İktidar mücadelesi, çoğunlukla ordu gibi bireysel devlet birimlerine bağımsızlık kazandırır ve daha sonra darbe yapar. Parlamento ve cumhurbaşkanı arasında da benzer ihtilaflar yaşanmaktadır (1993'te Rusya, siyasi güçlerin bu ilkeye göre bölündüğü durumlarda). Sistem, gelişmiş siyasi partileri beslemiş ve yetkililer üzerinde kontrol sahibi olmuşsa, seçimlerde devlet ve gücü kazanır.
Siyasi partiler
Vatandaşları aynı siyasi görüşlerle bir araya getiren ideolojik bir organizasyon, programını iktidarda uygulamak için bir parti yaratıyor. İdeoloji bir felsefedir, partiyi siyasi mücadelede yönlendiren fikirler. Bu ilkeye göre, partiler liberal, muhafazakar, sosyal demokratik ve basitçe demokratik, komünist, sosyalist ve milliyetçi olarak ayrılabilir.Her biri önde gelen personele ve organizasyon yapısına sahip, bir tüzüğü var ve üyelik resmileşti.
Elli bin üyesi olmayan bir kuruluş Rusya’da parti olarak adlandırılamaz. Devlet, partileri sistemik ve sistemik olmayan bir sisteme böler; burada sistemik, mevcut politik sistemin bir parçasıdır ve mevcut yasalarla yönetilir.

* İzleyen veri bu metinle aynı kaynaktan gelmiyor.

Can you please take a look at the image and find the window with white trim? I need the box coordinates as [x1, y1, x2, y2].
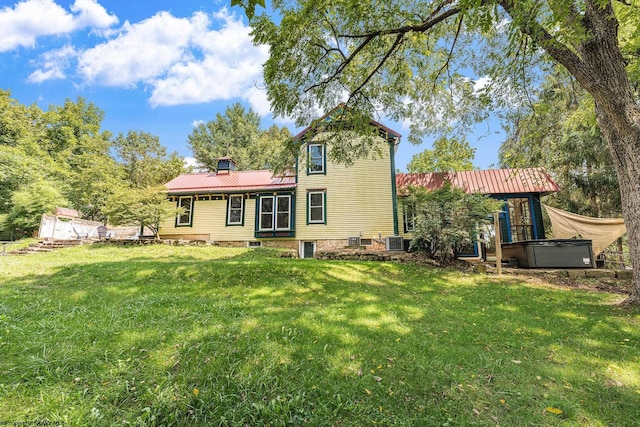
[402, 203, 416, 233]
[258, 195, 291, 231]
[227, 194, 244, 225]
[307, 144, 326, 174]
[307, 191, 326, 224]
[176, 196, 193, 227]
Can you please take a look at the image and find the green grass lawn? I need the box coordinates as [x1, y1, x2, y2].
[0, 245, 640, 426]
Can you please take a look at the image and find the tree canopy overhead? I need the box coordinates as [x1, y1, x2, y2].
[188, 103, 291, 171]
[407, 137, 476, 173]
[246, 0, 640, 303]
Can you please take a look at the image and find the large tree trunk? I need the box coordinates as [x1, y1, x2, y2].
[596, 103, 640, 304]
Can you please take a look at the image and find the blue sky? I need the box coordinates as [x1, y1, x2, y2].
[0, 0, 503, 170]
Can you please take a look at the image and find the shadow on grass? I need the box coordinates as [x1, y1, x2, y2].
[0, 248, 640, 425]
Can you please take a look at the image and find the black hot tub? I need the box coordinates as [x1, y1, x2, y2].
[502, 239, 593, 268]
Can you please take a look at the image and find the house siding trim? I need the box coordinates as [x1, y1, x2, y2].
[389, 143, 399, 236]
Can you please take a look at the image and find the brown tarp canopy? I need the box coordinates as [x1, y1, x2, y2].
[542, 204, 627, 255]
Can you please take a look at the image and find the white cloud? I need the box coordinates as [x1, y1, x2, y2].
[69, 9, 270, 116]
[78, 12, 209, 87]
[150, 9, 269, 109]
[0, 0, 118, 52]
[71, 0, 118, 28]
[19, 5, 270, 116]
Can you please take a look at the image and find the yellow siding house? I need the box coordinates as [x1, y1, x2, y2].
[159, 109, 402, 257]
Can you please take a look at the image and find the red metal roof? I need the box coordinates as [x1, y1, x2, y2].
[166, 170, 296, 194]
[396, 168, 560, 194]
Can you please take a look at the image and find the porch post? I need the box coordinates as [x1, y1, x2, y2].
[493, 212, 502, 274]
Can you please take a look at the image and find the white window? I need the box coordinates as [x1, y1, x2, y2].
[403, 203, 416, 233]
[307, 191, 325, 224]
[258, 195, 291, 231]
[176, 196, 193, 227]
[227, 194, 244, 225]
[307, 144, 325, 174]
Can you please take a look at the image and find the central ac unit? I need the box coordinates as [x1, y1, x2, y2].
[347, 237, 360, 246]
[386, 236, 404, 251]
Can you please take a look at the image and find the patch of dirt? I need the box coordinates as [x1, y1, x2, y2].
[512, 274, 631, 295]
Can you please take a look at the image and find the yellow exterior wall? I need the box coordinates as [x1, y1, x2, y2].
[296, 138, 395, 241]
[159, 139, 403, 246]
[159, 199, 256, 242]
[398, 197, 413, 240]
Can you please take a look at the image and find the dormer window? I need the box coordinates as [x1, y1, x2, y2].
[307, 144, 326, 175]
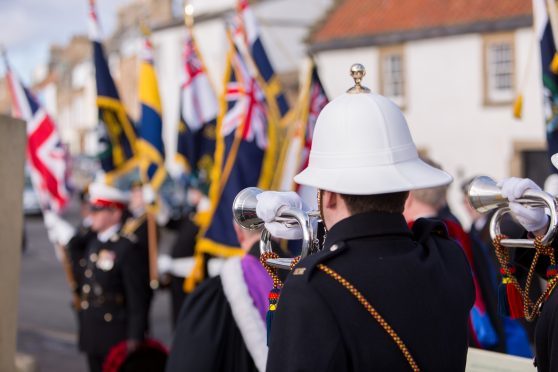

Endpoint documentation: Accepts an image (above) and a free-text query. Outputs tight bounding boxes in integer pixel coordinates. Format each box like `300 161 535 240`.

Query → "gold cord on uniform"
493 235 558 321
318 264 420 371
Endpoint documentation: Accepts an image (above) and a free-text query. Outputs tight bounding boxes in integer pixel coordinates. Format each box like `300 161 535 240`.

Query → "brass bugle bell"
467 176 558 248
232 187 319 270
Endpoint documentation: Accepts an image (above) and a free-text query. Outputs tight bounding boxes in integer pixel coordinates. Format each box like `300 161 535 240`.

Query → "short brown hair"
340 191 409 214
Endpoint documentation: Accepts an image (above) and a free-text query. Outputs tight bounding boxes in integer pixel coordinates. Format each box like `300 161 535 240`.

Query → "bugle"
232 187 319 270
467 176 558 248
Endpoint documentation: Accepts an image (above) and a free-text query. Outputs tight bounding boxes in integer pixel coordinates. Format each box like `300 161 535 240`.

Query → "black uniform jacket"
267 213 474 372
68 233 151 355
166 244 266 372
515 239 558 372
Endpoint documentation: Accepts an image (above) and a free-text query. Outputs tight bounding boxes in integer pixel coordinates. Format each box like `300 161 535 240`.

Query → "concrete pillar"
0 115 26 372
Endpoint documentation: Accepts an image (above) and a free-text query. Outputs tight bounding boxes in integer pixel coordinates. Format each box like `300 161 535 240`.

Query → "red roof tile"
311 0 532 43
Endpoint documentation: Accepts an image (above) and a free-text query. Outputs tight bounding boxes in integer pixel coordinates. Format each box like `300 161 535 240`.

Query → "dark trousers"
170 275 186 329
87 354 105 372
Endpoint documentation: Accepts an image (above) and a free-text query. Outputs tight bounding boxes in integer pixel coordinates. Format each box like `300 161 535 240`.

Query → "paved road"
17 201 173 372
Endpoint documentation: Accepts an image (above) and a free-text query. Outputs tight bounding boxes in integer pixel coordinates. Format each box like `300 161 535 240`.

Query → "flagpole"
546 0 558 74
138 20 159 289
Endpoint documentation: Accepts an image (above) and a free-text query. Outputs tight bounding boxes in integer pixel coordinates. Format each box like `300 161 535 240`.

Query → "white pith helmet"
294 64 453 195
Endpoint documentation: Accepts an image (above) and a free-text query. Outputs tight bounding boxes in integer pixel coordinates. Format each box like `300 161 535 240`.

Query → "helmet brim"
294 159 452 195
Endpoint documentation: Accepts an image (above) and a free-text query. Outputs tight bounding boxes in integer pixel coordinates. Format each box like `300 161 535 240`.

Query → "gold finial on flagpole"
184 0 194 28
140 19 151 37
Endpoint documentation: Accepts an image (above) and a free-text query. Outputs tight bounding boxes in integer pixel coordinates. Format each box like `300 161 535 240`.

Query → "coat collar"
324 212 412 247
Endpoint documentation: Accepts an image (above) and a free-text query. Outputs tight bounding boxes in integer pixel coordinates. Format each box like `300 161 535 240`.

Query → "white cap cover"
89 181 129 208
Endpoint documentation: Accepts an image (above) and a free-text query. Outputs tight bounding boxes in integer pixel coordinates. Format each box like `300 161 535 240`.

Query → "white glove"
256 191 306 240
157 254 172 275
498 177 548 232
141 184 157 204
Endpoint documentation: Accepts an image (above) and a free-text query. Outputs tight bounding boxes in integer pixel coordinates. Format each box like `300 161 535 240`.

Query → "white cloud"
0 0 131 79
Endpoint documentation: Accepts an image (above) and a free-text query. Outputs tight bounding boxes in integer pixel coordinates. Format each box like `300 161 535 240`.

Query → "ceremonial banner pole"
147 208 159 289
0 115 26 372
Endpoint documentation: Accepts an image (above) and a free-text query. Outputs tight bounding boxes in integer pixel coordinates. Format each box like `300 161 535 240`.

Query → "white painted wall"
317 29 545 222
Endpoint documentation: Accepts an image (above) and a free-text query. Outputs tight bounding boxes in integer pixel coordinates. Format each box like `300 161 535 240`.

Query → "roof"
310 0 532 50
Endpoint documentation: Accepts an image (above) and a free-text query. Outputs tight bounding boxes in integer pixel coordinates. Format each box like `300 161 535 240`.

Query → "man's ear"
233 222 246 244
323 191 341 209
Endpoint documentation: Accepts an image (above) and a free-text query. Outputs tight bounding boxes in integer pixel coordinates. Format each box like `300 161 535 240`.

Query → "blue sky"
0 0 130 83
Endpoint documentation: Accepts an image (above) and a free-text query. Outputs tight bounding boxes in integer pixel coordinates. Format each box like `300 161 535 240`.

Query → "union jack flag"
298 63 329 177
221 42 267 150
176 29 219 182
237 0 289 116
5 55 70 212
196 32 276 272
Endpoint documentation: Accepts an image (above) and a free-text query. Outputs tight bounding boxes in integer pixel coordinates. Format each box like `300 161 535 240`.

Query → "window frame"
482 33 517 106
378 45 407 110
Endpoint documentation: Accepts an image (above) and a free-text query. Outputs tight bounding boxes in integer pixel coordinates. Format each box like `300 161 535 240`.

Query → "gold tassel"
182 252 205 293
513 94 523 119
550 53 558 74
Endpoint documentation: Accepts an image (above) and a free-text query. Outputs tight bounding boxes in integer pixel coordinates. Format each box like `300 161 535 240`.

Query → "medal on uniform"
97 249 116 271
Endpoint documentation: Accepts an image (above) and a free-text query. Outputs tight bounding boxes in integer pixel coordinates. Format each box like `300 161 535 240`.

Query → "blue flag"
89 1 137 175
137 38 167 191
533 0 558 173
184 32 276 292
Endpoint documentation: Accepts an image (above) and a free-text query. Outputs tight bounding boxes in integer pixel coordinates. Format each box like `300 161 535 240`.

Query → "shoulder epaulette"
121 213 146 234
412 218 448 242
291 242 347 281
120 231 138 243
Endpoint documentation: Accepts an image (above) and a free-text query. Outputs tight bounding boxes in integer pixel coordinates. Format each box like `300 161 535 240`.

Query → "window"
380 47 405 108
484 34 515 104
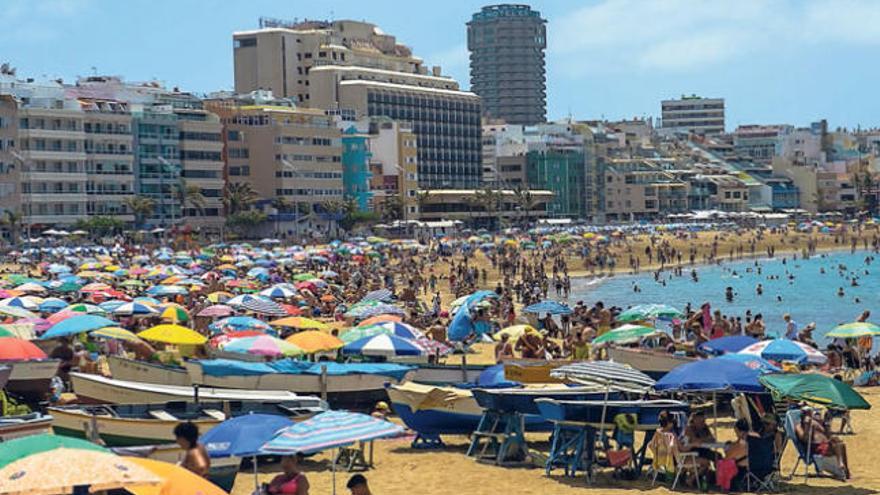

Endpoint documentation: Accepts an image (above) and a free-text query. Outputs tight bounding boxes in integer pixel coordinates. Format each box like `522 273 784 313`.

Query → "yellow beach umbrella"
124 457 226 495
269 316 330 330
492 325 538 340
0 448 162 495
137 325 208 345
284 330 345 354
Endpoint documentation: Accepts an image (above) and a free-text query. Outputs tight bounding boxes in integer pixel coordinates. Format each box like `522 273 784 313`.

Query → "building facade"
660 95 724 135
467 4 547 125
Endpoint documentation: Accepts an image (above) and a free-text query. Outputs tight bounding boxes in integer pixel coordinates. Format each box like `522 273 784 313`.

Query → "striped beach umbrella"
113 302 159 316
342 334 426 357
261 411 403 455
241 298 287 316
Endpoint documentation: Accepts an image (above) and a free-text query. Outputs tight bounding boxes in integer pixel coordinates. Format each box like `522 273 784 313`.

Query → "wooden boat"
0 412 52 442
186 361 412 410
0 359 59 402
535 399 690 427
608 347 696 378
388 382 549 435
473 385 620 415
107 356 190 387
70 372 320 404
47 398 326 447
0 366 12 389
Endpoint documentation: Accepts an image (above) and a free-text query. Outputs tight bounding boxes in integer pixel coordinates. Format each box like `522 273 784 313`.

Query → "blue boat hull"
392 402 553 435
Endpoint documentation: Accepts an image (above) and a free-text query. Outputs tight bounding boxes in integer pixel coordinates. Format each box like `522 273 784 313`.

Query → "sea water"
572 251 880 346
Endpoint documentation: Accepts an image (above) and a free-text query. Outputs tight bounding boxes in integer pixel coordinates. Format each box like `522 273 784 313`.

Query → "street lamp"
9 150 31 242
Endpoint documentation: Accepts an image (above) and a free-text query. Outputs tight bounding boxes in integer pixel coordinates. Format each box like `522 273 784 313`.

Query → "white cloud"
548 0 880 76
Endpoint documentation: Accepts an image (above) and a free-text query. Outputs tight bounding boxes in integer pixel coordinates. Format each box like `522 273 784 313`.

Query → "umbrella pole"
712 392 718 440
253 455 260 492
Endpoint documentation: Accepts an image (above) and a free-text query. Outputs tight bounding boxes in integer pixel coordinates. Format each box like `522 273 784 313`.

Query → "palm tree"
0 210 24 245
223 182 258 215
175 177 205 216
123 196 156 231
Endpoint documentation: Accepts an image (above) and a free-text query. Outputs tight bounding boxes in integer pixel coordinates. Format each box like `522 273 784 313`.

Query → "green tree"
223 182 258 215
0 210 24 245
123 196 156 231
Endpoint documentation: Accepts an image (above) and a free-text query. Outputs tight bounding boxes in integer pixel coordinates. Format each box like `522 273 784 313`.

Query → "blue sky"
0 0 880 129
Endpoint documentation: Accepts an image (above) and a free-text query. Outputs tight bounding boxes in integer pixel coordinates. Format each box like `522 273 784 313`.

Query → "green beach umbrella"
593 325 658 344
0 434 110 468
758 373 871 409
825 321 880 339
617 304 684 322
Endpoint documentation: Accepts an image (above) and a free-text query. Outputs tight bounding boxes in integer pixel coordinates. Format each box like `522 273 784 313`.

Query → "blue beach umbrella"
654 358 764 392
199 414 294 457
523 300 572 315
698 335 758 356
262 411 403 455
40 315 117 340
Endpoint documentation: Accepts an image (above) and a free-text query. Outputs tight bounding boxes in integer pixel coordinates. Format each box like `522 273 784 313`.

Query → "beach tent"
760 373 871 409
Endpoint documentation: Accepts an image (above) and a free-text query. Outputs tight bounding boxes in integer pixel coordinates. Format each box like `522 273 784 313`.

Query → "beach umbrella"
199 414 294 458
523 300 572 315
492 325 540 340
89 327 143 344
284 330 345 354
196 304 232 318
342 335 425 357
0 433 109 468
38 297 67 313
0 447 162 495
223 335 303 357
0 297 40 311
359 321 425 340
261 411 403 455
40 314 116 340
0 305 37 318
260 286 297 299
654 358 764 392
616 304 684 322
269 316 330 330
739 339 828 364
593 324 663 344
208 316 272 332
113 302 159 316
358 315 403 327
825 321 880 339
760 373 871 409
241 298 287 316
124 457 227 495
0 337 48 360
718 352 782 373
159 303 189 323
137 324 208 345
550 361 655 391
697 335 758 356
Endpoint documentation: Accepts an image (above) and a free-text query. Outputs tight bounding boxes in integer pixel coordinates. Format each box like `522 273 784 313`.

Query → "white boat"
0 359 59 401
608 347 695 378
185 361 413 410
70 372 318 404
107 356 190 387
47 397 327 447
0 413 53 442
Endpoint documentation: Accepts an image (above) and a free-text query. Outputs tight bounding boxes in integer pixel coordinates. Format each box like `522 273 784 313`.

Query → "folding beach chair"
783 409 843 480
746 432 779 492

Sistemik olmayanlar genellikle yarı-yasal veya yasa dışıdır ve mevcut sisteme karşı savaşırlar. Demokratik devletler genellikle el değiştirir: bir sonraki seçimlerden sonra iktidar partisi muhalefet olabilir ve muhalefet iktidarda olabilir. Otoriter ve totaliter devletler genellikle tek partili, nadiren iki partili ve demokratik çok partilidir.
Diğer gruplar
Siyasi sistemlerde daha az önemli yer sosyo-politik hareketler ve kamu kuruluşları. Seçimlere nadiren üye oluyorlar, çünkü sayıları az. Çıkar grupları veya baskı grupları, sendikaların yanı sıra büyük tekeller, sanayi kuruluşları, medya, kilise ve iktidara gelme hedefi olmayan diğer birçok kurumlardır. Ancak bu tür gruplar, belirli çıkarları karşılamak için (örneğin vergileri azaltmak gibi) yetkililer üzerinde etkili olabilir (baskı yapabilir). Devletin olsun ya da olmasın tüm bu yapısal unsurlar, belirli deneyimler kazanıldığından beri, özel siyasi gelenek ve normlara uygun olarak çalışır.
Geleneksel olarak, oylamada ikiden daha az adayın olduğu, gösteriler, mitingler, mevcut ve gelecekteki milletvekilleri ve seçmenlerin toplantılarının yapıldığı ve siyasi sistemin bir işlevi doğru olmayan bir fikir etrafında toplanıp toplanamayan seçimler yapılır. Siyasi iktidar devlet iktidarından çok daha geniştir, o yüzden pek çok farklı kurum buna bağlı olarak, genel olarak, hatta biraz kişiliksiz görünüyor. Bir siyasi sistemin işlevi, tüm unsurlarının ve birimlerinin toplam çabalarından oluşur ve siyasi otoriteler hükümet sistemi bu işlevin mekanizmasıdır.